As they now multiply around the world, citizens’ assemblies, juries and some other participatory policymaking processes are supported by numerous organizations and online resources. Democracy Beyond Elections offers guidance, case studies and a toolkit, and peoplepowered.org provides a manual, training and mentors. These resources give detailed advice on techniques like organizing coalitions to persuade elected officials to consent to convening citizens’ assemblies for particular purposes. Shared Future has instructions specifically for organizing and conducting climate assemblies.
Citizens’ assemblies and juries can be formed at any level of government for important, yet divisive issues — and by putting everyday folks at the center of public decision-making they bolster people’s trust in their government.
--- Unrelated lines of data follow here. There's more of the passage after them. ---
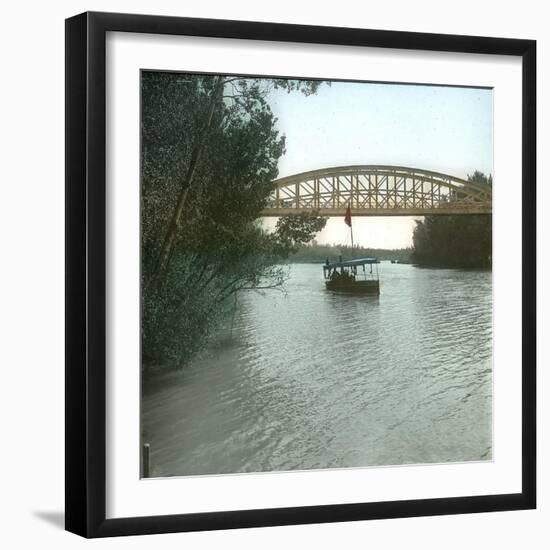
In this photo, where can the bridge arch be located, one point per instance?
(377, 190)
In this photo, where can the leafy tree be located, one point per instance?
(210, 150)
(455, 240)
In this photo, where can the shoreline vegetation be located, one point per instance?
(210, 153)
(455, 241)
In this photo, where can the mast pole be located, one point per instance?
(351, 229)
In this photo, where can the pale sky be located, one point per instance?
(446, 129)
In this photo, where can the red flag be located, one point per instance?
(347, 219)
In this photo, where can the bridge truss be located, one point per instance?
(378, 190)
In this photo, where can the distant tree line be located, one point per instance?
(462, 241)
(210, 150)
(318, 253)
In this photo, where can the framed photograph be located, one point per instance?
(300, 274)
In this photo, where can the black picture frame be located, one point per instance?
(86, 274)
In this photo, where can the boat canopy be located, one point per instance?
(351, 263)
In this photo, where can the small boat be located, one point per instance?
(355, 276)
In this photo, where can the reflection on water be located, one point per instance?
(314, 379)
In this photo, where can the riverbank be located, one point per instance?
(314, 379)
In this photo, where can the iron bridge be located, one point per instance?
(377, 190)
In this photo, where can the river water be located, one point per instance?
(314, 379)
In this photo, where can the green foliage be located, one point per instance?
(455, 240)
(210, 142)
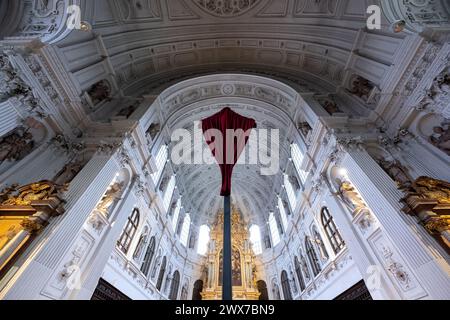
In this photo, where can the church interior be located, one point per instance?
(351, 202)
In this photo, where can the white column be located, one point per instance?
(97, 264)
(416, 269)
(360, 251)
(40, 276)
(424, 158)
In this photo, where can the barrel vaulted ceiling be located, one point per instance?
(147, 46)
(151, 40)
(153, 44)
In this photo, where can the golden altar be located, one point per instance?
(243, 262)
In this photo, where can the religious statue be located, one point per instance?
(16, 145)
(42, 5)
(39, 191)
(443, 82)
(7, 193)
(397, 172)
(8, 235)
(243, 267)
(141, 245)
(321, 246)
(112, 195)
(441, 138)
(351, 197)
(294, 181)
(292, 281)
(429, 188)
(428, 199)
(305, 269)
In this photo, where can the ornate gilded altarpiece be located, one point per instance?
(243, 261)
(24, 212)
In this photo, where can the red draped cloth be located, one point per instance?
(224, 149)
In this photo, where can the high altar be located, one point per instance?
(243, 262)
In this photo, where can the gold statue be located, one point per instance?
(429, 188)
(39, 191)
(351, 197)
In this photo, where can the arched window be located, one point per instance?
(162, 271)
(297, 157)
(298, 271)
(255, 238)
(333, 235)
(167, 199)
(312, 256)
(286, 286)
(262, 289)
(320, 244)
(184, 291)
(176, 215)
(129, 232)
(274, 229)
(143, 239)
(203, 240)
(174, 286)
(184, 236)
(149, 254)
(283, 214)
(305, 268)
(160, 161)
(275, 291)
(198, 289)
(292, 195)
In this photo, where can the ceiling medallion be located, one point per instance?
(226, 8)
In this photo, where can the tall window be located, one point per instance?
(283, 214)
(174, 286)
(292, 196)
(149, 254)
(167, 199)
(333, 235)
(176, 215)
(160, 160)
(312, 256)
(162, 271)
(274, 229)
(255, 238)
(298, 157)
(286, 286)
(129, 232)
(203, 240)
(184, 236)
(298, 271)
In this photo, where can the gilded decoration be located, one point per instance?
(429, 200)
(24, 212)
(243, 261)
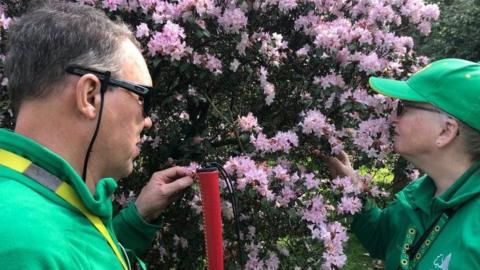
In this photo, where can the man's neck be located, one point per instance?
(444, 169)
(61, 141)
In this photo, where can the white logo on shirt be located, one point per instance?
(442, 262)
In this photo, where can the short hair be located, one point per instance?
(471, 138)
(43, 42)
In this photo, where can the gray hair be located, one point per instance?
(42, 43)
(471, 138)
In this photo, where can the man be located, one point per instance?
(76, 86)
(434, 221)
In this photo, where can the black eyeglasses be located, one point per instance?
(144, 92)
(401, 108)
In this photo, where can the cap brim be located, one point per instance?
(395, 89)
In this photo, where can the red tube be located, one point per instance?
(212, 218)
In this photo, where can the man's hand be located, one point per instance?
(340, 165)
(161, 190)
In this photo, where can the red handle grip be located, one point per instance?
(212, 218)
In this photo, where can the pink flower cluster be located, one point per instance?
(169, 42)
(4, 20)
(330, 80)
(372, 137)
(248, 123)
(282, 141)
(208, 61)
(268, 88)
(232, 20)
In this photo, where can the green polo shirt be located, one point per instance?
(40, 230)
(384, 231)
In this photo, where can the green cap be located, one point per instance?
(452, 85)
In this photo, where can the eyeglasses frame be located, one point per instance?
(145, 92)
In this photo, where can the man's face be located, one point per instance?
(123, 119)
(416, 128)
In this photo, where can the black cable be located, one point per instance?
(233, 200)
(103, 89)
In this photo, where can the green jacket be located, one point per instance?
(40, 230)
(457, 246)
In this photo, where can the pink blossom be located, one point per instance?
(311, 182)
(425, 27)
(233, 20)
(4, 21)
(287, 194)
(430, 12)
(303, 51)
(234, 65)
(164, 11)
(337, 260)
(180, 241)
(273, 262)
(142, 30)
(370, 63)
(243, 44)
(268, 88)
(349, 205)
(248, 123)
(347, 185)
(372, 134)
(315, 211)
(287, 5)
(112, 5)
(315, 122)
(280, 173)
(146, 5)
(169, 42)
(209, 61)
(330, 80)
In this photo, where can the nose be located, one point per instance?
(147, 122)
(393, 117)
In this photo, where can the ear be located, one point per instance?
(87, 96)
(448, 132)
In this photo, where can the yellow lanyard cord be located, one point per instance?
(65, 191)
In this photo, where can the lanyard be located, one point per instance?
(411, 254)
(61, 188)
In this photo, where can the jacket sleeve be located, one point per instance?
(373, 227)
(133, 231)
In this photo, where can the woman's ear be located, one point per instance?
(450, 130)
(87, 96)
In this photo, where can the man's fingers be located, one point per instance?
(173, 173)
(178, 185)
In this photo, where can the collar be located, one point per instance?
(99, 204)
(421, 192)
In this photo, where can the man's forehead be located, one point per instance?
(133, 65)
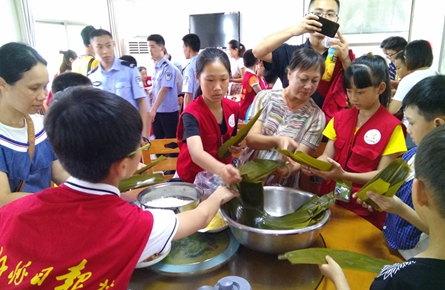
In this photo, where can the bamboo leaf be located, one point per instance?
(223, 151)
(306, 159)
(386, 182)
(150, 165)
(346, 259)
(137, 181)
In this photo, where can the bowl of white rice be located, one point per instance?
(176, 196)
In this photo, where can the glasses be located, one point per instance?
(328, 15)
(142, 148)
(392, 54)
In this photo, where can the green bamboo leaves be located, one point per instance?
(346, 259)
(306, 159)
(386, 182)
(311, 212)
(223, 151)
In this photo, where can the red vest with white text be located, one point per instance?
(361, 152)
(210, 135)
(65, 239)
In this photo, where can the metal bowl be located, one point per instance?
(188, 193)
(278, 201)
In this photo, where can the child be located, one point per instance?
(425, 110)
(425, 270)
(82, 232)
(208, 121)
(251, 82)
(27, 161)
(365, 138)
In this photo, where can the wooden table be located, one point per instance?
(345, 230)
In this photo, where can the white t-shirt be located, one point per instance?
(410, 81)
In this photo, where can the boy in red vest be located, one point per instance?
(82, 234)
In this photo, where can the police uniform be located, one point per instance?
(123, 79)
(190, 84)
(167, 115)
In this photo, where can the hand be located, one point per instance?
(341, 45)
(308, 24)
(392, 205)
(286, 143)
(225, 194)
(335, 173)
(333, 272)
(152, 114)
(229, 174)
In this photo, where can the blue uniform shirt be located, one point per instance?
(190, 84)
(165, 76)
(123, 79)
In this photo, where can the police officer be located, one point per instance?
(118, 76)
(164, 112)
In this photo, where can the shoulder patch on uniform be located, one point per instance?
(93, 70)
(126, 63)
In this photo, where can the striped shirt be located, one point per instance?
(305, 125)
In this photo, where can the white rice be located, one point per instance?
(167, 202)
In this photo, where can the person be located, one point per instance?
(69, 57)
(236, 52)
(425, 270)
(191, 46)
(364, 139)
(390, 47)
(425, 110)
(400, 65)
(419, 58)
(117, 76)
(208, 121)
(130, 59)
(23, 80)
(61, 252)
(290, 119)
(164, 112)
(86, 62)
(69, 79)
(251, 82)
(276, 55)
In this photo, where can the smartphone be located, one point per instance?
(329, 27)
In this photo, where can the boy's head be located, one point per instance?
(91, 131)
(425, 107)
(156, 44)
(429, 184)
(249, 59)
(69, 79)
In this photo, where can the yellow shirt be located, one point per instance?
(396, 143)
(80, 65)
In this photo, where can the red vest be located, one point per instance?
(334, 91)
(210, 135)
(248, 93)
(64, 237)
(361, 152)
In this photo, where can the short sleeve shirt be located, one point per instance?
(123, 79)
(165, 76)
(190, 84)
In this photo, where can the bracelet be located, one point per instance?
(288, 170)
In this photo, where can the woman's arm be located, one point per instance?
(228, 173)
(6, 196)
(58, 173)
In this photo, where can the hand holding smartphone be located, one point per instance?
(329, 27)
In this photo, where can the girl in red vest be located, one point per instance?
(363, 139)
(208, 121)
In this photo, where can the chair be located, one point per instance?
(309, 183)
(162, 147)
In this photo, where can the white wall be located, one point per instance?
(258, 21)
(8, 22)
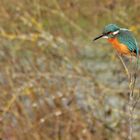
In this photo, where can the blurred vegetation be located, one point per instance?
(55, 83)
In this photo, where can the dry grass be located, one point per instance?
(54, 83)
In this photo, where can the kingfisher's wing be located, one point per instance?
(126, 37)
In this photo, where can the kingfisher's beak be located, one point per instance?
(102, 35)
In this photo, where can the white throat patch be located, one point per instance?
(116, 32)
(105, 37)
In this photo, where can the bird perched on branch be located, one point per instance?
(122, 40)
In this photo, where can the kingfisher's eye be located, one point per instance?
(109, 33)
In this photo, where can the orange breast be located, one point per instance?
(121, 48)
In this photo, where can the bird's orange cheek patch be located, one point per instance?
(121, 48)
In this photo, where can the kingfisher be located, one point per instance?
(122, 40)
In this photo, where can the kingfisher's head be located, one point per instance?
(110, 31)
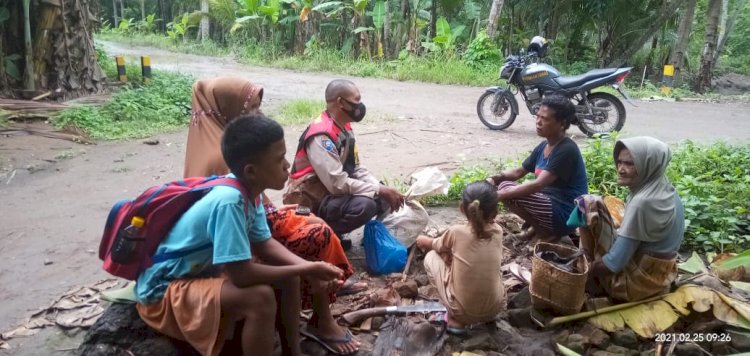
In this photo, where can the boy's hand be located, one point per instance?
(324, 271)
(393, 197)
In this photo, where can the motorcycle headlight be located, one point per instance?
(505, 71)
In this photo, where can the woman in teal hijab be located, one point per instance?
(639, 260)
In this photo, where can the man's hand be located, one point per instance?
(496, 179)
(324, 271)
(424, 242)
(320, 286)
(391, 196)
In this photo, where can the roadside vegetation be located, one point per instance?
(451, 42)
(136, 110)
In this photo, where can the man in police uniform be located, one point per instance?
(326, 175)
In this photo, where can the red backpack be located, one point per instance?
(160, 206)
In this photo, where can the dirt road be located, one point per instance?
(55, 194)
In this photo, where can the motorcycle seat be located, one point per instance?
(576, 80)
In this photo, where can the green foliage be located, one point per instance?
(135, 111)
(481, 52)
(713, 182)
(11, 68)
(298, 112)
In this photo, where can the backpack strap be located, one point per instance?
(207, 184)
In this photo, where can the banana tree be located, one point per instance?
(445, 39)
(357, 7)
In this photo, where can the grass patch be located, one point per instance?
(136, 111)
(298, 111)
(712, 180)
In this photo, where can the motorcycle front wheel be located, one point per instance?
(496, 110)
(607, 114)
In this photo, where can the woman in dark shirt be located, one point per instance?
(545, 202)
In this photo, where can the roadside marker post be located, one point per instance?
(667, 79)
(121, 75)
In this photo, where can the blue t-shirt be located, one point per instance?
(566, 163)
(217, 229)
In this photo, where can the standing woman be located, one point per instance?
(217, 101)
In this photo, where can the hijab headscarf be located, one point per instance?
(216, 102)
(650, 207)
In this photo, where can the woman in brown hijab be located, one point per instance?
(217, 101)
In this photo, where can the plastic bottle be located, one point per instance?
(128, 242)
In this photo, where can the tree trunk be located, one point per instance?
(433, 20)
(492, 22)
(683, 38)
(387, 31)
(114, 14)
(204, 21)
(400, 27)
(727, 29)
(703, 81)
(29, 54)
(122, 9)
(666, 12)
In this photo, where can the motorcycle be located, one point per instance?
(596, 113)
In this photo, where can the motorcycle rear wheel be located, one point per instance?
(492, 107)
(608, 114)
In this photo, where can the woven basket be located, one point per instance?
(553, 288)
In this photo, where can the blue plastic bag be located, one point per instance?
(384, 254)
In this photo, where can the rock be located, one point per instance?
(120, 331)
(521, 300)
(422, 280)
(625, 338)
(619, 350)
(685, 349)
(408, 289)
(576, 342)
(602, 353)
(521, 318)
(482, 341)
(595, 336)
(377, 322)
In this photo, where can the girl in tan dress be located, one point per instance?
(464, 263)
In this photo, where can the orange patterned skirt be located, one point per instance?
(313, 242)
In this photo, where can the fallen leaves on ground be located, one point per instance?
(77, 308)
(650, 318)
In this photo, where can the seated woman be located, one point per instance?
(546, 202)
(464, 263)
(216, 102)
(641, 261)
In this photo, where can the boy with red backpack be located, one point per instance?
(209, 275)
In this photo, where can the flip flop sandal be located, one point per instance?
(329, 343)
(443, 318)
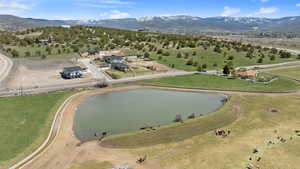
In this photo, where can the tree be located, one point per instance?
(160, 51)
(190, 62)
(15, 53)
(231, 57)
(38, 53)
(260, 60)
(179, 55)
(27, 54)
(43, 57)
(167, 53)
(194, 53)
(199, 68)
(147, 55)
(226, 70)
(186, 55)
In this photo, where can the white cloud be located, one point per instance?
(115, 14)
(228, 11)
(12, 5)
(98, 5)
(267, 11)
(109, 4)
(116, 2)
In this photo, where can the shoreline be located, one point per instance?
(66, 139)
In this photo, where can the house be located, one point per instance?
(113, 59)
(93, 52)
(72, 72)
(248, 74)
(120, 66)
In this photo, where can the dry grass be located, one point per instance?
(253, 128)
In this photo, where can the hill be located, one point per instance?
(170, 24)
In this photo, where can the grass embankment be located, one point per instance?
(292, 72)
(93, 165)
(212, 59)
(174, 132)
(25, 122)
(252, 119)
(223, 83)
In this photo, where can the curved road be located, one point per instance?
(56, 124)
(6, 65)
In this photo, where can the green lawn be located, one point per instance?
(223, 83)
(93, 165)
(25, 122)
(293, 72)
(212, 59)
(193, 144)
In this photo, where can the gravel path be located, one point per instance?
(5, 67)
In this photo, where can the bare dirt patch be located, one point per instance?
(42, 73)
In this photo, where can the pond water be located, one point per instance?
(127, 111)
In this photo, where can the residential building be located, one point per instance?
(72, 72)
(120, 66)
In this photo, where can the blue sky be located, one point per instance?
(114, 9)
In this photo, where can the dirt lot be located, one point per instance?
(150, 64)
(41, 73)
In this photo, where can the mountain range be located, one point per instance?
(169, 24)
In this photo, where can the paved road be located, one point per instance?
(87, 84)
(93, 69)
(290, 50)
(6, 65)
(152, 76)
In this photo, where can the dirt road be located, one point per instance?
(64, 151)
(5, 67)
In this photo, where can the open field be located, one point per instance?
(41, 73)
(25, 122)
(292, 43)
(223, 83)
(291, 72)
(254, 120)
(211, 59)
(255, 125)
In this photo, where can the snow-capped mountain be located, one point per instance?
(170, 24)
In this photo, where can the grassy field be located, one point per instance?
(292, 72)
(115, 74)
(25, 122)
(54, 54)
(212, 59)
(223, 83)
(93, 165)
(254, 120)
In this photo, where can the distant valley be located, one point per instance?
(167, 24)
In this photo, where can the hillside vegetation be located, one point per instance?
(223, 83)
(177, 51)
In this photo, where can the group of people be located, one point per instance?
(222, 133)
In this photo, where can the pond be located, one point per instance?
(131, 110)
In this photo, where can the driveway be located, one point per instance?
(97, 74)
(5, 67)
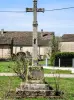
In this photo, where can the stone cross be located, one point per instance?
(35, 35)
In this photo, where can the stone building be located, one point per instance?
(21, 41)
(67, 43)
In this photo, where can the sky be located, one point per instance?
(61, 22)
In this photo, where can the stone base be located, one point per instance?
(34, 90)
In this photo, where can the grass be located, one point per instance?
(8, 67)
(66, 85)
(51, 71)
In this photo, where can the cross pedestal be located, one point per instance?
(35, 85)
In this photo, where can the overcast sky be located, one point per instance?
(60, 22)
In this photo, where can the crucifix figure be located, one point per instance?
(35, 34)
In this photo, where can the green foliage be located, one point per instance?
(66, 85)
(60, 55)
(21, 66)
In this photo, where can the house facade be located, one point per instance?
(67, 43)
(21, 41)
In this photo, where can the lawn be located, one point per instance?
(52, 71)
(66, 85)
(8, 67)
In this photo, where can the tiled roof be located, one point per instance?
(24, 38)
(68, 38)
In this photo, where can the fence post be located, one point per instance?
(59, 62)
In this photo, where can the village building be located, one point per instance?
(67, 43)
(12, 42)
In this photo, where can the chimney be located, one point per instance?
(2, 31)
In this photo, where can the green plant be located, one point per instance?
(21, 66)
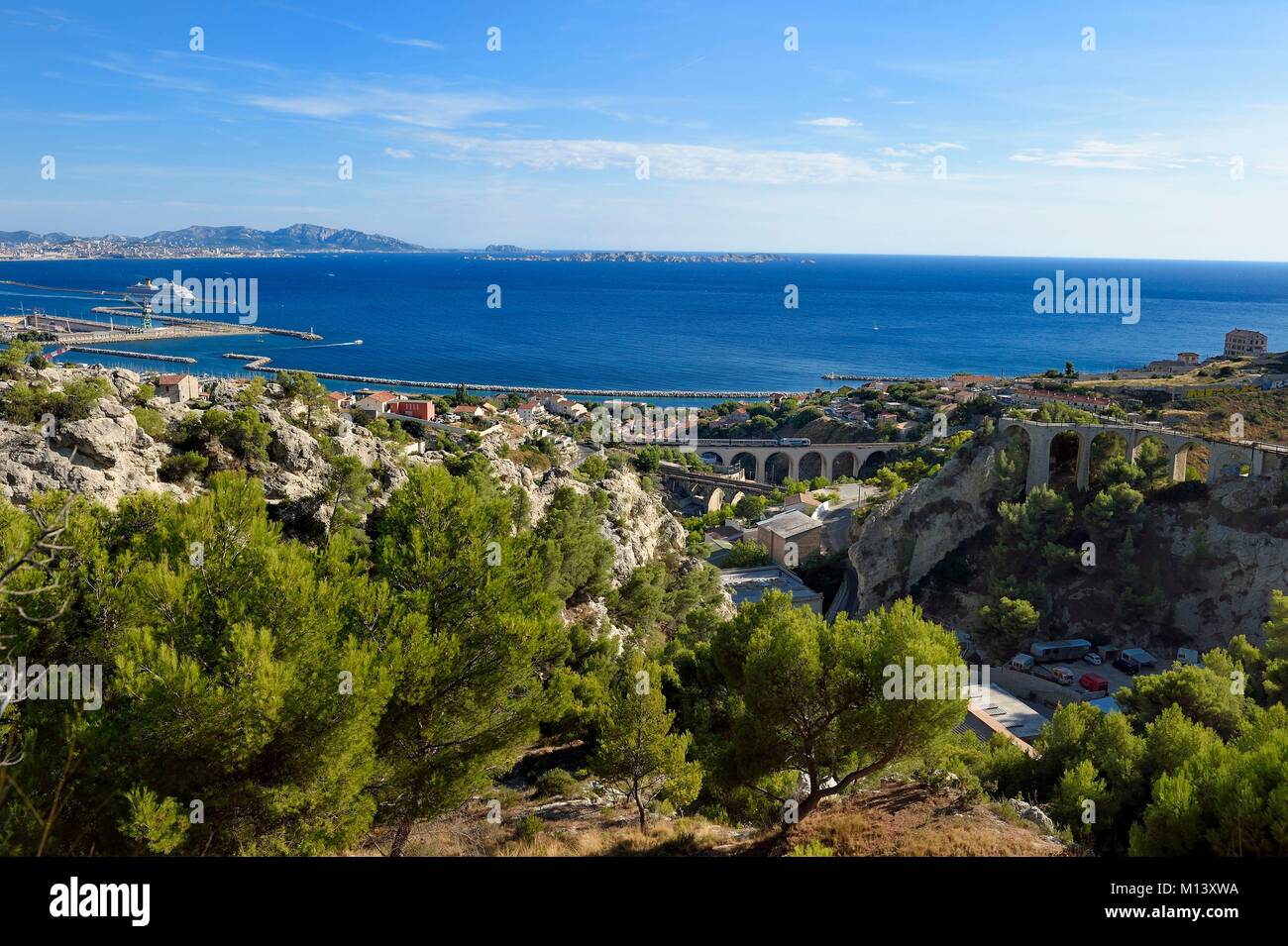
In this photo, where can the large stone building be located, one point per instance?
(178, 389)
(1244, 341)
(790, 537)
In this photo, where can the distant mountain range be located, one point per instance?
(297, 239)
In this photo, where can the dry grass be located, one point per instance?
(906, 821)
(900, 819)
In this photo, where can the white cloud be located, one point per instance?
(832, 123)
(1138, 156)
(412, 42)
(919, 150)
(432, 110)
(668, 161)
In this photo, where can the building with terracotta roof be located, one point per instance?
(178, 389)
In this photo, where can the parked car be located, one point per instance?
(1094, 683)
(1021, 663)
(1126, 665)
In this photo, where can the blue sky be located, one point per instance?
(1047, 149)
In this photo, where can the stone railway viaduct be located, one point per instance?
(833, 460)
(1225, 459)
They also perform an invaluable service in educating the public, especially insofar as information is disseminated in face-to-face interactive gatherings, as it was in Saillans, where it spawned a culture of conversation. Leeds’ jury prompted the formation of a broad citizens’ program to improve the environment and the lives of city residents. Both exercises got people conceiving visions for their communities and thinking about action that is needed beyond their boundaries.
Electoral activity is clearly needed to accomplish many of the goals identified by citizens’ assemblies. So although they are nonpartisan, their impact must extend to energizing prospective candidates and voters to fully achieve their objectives. Especially now in America we are faced with a chicken-and-egg dilemma: to become more engaged, many people will need to regain trust in the government, yet they must become engaged in order to establish a government they can trust.
Holding citizens’ assemblies is a means of resolving the quandary. They are ambitious and require considerable investment of time, labor and resources. However, the present extreme crisis of our democracy demands bold action that can also break the barriers to communication between polarized factions. Leaders exhort us to “talk to our neighbors” about public matters, but for the most part we are not on speaking terms with those with whom such conversations would be useful. Citizens’ assemblies are vehicles for creating this urgently needed culture of conversation and engagement.
The final benefit of citizens’ assemblies is that they identify citizens as the fixers of problems. People have lapsed into regarding themselves as consumers of government services and the electoral campaign spectacle, heaping criticism or adoration on the players or turning away from politics altogether. Our leaders are not meeting the extreme challenges of our time, whether that means climate change, extreme wealth inequality or burgeoning authoritarianism. By forming citizens’ assemblies people can proceed to develop a vision of how they want their world to be, at the center of which are people actively engaged as citizens. From there they can move forward together to realize their vision.